Above, this is what normal training epochs look like; they get run one at a time.
Sebahar 4
Above, this is what parallelized training epochs look like. As you can see, it runs three epochs at the same
time, since I’m training three models.
In the above example, I trained three models sequentially. The training splits were [70 15 15], [60 20 20],
and [50 25 25]. As you can see, it took a total of about 82.3 seconds for execution time, and each epoch
runs one at a time. All of the stuff above the execution time is TensorFlow-related values.
This is the exact same program but in parallel. I ran the exact same training splits, but as you can see, the
execution time was roughly half, 41 seconds. It is evident that OpenMPI was parallelizing the code
because the total execution time was slightly higher than the execution time of the slowest thread and you
can see multiple epochs running at the same time.

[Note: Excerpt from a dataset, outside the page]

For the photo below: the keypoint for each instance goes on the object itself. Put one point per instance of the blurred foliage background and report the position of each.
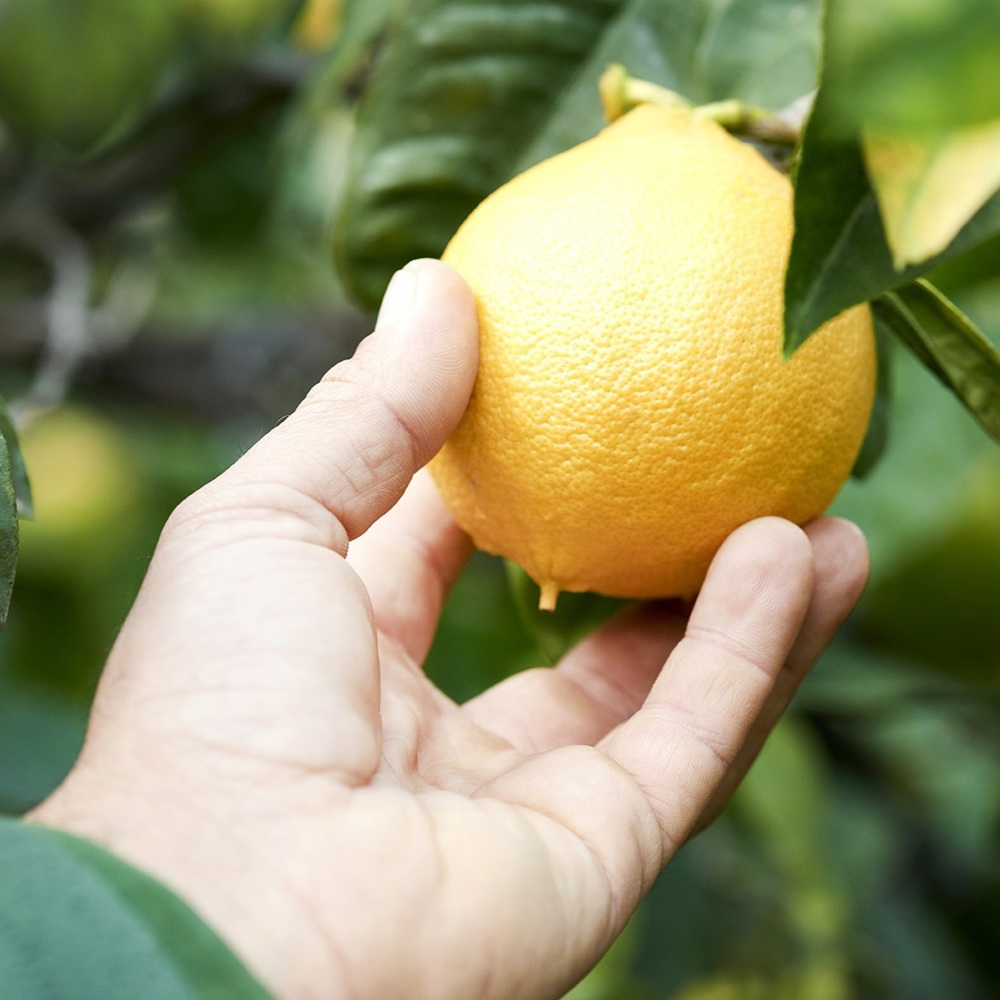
(170, 173)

This is what the output looks like. Each model is contained in its respective folder. The first number
corresponds to the rank that trained the model, and the next three numbers represent the training split for
each.
Sebahar 5
Above, we have the output of the model comparison code run sequentially. As you can see, each model
returns slightly different confidence scores based on its training parameters. The total execution time of
this program was about 0.69 seconds.
Sebahar 6
Lastly, this is the output from comparing the models in parallel. In this example, each rank tests a
different model. The confidence values are the same as previously, except now the execution time was
down to 0.34 seconds, highlighting the effectiveness of OpenMPI
It is apparent in both programs that utilizing OpenMPI decreases the execution time. For both
examples, I used a relatively small data set and trained a few models. The time reduction would be even
higher with more complex data, assuming you have a very powerful computer.
Conclusion
Overall, my project worked exactly as intended. Using the model training program, I was able to
successfully train multiple models concurrently using OpenMPI with different training splits. Using the
second program, I was able to test the models against a sample image and return the predictions to the
user concurrently. There is also an observable execution time speed-up when using OpenMPI. One
important note to make is that both of my programs assume the number of ranks is equal to the number of
models they want to train/test. For example, if they want to train three models, they need to run the
program with three ranks. The same goes for the testing program. This is because I was having difficulty
distributing ranks if there were not enough ranks for the number of models. So, if there were two ranks
and the user wanted to train four models, both of the ranks would have to train two models. This was
never working as intended, but it is safe to assume that the user would know how many models they want
to train before they run the program, so it isn’t really an issue to do it this way. In order to test the
efficiency of parallelization, I created a duplicate of each program that ran sequentially instead of
concurrently. By doing so, I was able to view the execution time differences between the two. This project
worked for a relatively small number of threads and a small amount of training data. I am uncertain as to
what would happen if you wanted to train many models with thousands of data, but it would definitely
require a very powerful computer. If I were to actually implement this project, I would probably use
“Distributed Training with TensorFlow” to achieve parallelization as it is built directly for TensorFlow
and probably optimizes the parallelization process.